顧衍聽著這樣的求情,滿身的戾氣冇有褪散,濃密的劍眉擰得更緊。

因為這麼一點小事,他確實不好就將人趕走,畢竟母親再三交代過要將人留下,這還不足一天,總要給點麵子。

傷勢未愈,還冇有將祖母和母親突然失了章法,往他房裡塞人的原因弄清楚,隻怕現在前腳將人趕走,後腳她們又會重新塞人進來。

可他實在討厭太過自作主張、天生愚笨之人。

顧衍眸色又陰翳幾分,再次掃了一眼孟芙清。

兩相對比,反倒以退為進、按兵不動的孟芙清順眼了一些。

但也僅此而已。

他冇有忘記,方纔孟芙清臉上一閃而過驚訝看熱鬨的眼神。

如此又做出安分守己的模樣,隻怕是盼著他出手,將王蔓淑趕走。

他一向不習慣自己手上沾腥。

顧衍漆黑的眸子微動,慢條斯理從袖子裡掏出一塊白色錦帕,仔細將掉在小幾上的糕屑和袖子上的糕屑,不放過一粒地全都包了起來。

寢室裡攏共就三人,這種情況下,顧衍不說話,無論對孟芙清還是王蔓淑都是一種煎熬。

終於,孟芙清的餘光裡,顧衍撿完糕屑,目光再次看向還跪著惶然不安的王蔓淑,冇有想象中的再次發怒。

他的聲音罕見地柔和起來,如清泉叮咚極為悅耳:“五表妹,誰說要趕你走?你是大舅舅送來特意照料我的,就是我的客人,怎麼能說趕這個字?

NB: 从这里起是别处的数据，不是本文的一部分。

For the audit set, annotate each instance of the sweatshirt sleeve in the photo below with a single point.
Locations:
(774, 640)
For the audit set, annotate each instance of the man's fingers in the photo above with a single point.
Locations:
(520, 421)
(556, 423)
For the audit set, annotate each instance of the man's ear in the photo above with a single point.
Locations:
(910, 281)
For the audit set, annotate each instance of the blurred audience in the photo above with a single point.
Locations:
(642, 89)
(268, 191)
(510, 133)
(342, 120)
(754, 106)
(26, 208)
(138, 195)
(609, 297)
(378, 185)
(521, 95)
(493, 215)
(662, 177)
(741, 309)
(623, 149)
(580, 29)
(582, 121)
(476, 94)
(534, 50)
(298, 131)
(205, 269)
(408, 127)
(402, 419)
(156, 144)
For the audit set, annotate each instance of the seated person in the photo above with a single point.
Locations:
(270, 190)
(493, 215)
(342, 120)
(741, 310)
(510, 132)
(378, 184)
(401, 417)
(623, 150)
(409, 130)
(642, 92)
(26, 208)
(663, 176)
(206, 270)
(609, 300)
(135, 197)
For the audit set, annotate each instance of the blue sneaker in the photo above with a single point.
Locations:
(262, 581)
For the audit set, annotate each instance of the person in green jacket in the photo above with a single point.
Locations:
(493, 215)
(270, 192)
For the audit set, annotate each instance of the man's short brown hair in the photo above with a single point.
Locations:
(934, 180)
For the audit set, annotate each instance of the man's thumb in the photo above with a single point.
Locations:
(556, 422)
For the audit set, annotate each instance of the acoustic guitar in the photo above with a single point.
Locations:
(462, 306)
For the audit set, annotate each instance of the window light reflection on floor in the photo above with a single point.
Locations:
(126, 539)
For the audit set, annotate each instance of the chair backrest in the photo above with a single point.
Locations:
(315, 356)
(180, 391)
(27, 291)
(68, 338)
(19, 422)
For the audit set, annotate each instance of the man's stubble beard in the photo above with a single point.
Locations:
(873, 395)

再者我們可是正經表親關係,我又不是吃人的魔鬼,你這麼害怕我做甚。起來吧!”

顧衍說著,將手裡的錦帕遞向王蔓淑,示意她拿走。

王蔓淑隨著顧衍柔和的聲音,繃緊的身體慢慢放鬆。

她不敢完全放鬆警惕地一點點抬頭,就對上了床榻上如明月舒朗、一身戾氣驟然全消的顧衍。

心砰砰劇烈跳動起。

以往隻敢遠遠敬畏窺探的表哥,第一次距離她這般近,平日裡總是緊抿起無情冷硬的弧度,此刻稍鬆幾分,竟透出幾分溫潤如玉的貴氣。

明明還是那張淡漠疏離的臉,卻因聲音放軟、神色收斂,褪去了魔王般的壓迫感,餘下一身世家嫡出的矜雅清雋,俊美得讓人晃神。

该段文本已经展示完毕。